The relatively lower portion of each basket compartment, one to each side of the central handle and at diametrically opposed outer corners, is defined by the recesses 46 and 47 and facilitates the insertion and removal of goods from the individual pockets compartments. These recess portions also expose a greater portion of the goods for ready identification. While this may be of limited benefit with regard to tall cups or bottles, it will be of significant practical value for shorter cups and/or food containers for which the carton is equally adapted. These reduced height portions do not affect the structural stability of the carton in that the basket portion of the carton is at full height for a substantial portion of the walls of each basket compartment.
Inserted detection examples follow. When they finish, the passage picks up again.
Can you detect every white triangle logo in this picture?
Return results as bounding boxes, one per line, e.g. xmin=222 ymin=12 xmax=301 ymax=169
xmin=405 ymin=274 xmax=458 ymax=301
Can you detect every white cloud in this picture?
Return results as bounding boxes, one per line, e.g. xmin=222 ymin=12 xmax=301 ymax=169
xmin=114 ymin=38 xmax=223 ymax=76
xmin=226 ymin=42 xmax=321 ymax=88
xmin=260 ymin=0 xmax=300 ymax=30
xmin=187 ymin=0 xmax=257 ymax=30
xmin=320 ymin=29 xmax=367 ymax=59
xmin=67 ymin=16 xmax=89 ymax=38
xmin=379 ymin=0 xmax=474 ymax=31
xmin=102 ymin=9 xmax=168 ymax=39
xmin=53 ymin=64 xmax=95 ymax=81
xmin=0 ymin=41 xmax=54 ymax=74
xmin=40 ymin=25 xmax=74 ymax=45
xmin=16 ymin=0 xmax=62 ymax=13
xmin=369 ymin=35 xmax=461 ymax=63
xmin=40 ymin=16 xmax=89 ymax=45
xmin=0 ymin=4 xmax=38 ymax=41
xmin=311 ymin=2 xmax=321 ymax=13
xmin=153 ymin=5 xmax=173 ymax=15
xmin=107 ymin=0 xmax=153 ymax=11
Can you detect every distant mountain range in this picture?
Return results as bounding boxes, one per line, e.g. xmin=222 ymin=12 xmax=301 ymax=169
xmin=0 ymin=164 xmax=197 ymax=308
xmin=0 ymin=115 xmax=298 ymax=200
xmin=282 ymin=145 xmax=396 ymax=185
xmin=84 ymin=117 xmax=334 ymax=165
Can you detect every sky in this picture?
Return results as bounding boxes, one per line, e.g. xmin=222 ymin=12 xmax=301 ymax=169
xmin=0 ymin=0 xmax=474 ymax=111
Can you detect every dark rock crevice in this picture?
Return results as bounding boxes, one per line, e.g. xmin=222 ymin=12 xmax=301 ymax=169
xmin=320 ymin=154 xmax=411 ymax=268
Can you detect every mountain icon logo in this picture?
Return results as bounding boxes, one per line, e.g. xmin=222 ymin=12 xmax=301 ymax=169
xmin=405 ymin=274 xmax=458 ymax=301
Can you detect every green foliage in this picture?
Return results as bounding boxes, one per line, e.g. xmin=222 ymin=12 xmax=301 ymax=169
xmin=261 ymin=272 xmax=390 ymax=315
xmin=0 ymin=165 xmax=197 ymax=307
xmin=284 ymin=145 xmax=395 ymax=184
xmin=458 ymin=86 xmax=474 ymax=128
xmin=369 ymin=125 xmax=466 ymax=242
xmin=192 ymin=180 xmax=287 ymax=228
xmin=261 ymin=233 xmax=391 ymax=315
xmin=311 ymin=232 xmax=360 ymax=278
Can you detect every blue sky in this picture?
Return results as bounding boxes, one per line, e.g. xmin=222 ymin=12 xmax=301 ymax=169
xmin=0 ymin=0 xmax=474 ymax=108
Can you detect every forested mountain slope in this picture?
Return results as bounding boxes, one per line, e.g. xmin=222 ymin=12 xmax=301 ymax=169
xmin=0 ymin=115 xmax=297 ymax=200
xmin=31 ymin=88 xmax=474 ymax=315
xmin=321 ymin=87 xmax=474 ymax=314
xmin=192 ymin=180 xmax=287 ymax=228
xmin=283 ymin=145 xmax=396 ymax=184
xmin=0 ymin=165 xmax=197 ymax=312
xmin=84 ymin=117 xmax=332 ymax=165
As an additional feature of the formed carton, it is proposed that the upper portion of the full height outer corner of each basket compartment, as at 96, be inwardly foldable to selectively project laterally and at a diagonal into the interior of the compartment should this be necessary for stabilization of the contents. As will be appreciated from the drawings, this folding upper corner portion 96 is defined by a pair of fold lines 98 angling upward and outward, from a common point 100 below the upper edge 32 across the adjoining corresponding side wall 14, 16 and end wall 18, 24 and terminating at the upper extremities of the corresponding walls substantially equal distance from the corner to allow for an inward folding of the two substantially triangular shaped corner portions defined therefrom.
The foregoing illustrates the features of the invention, with the scope of the invention being defined in the claims following hereinafter.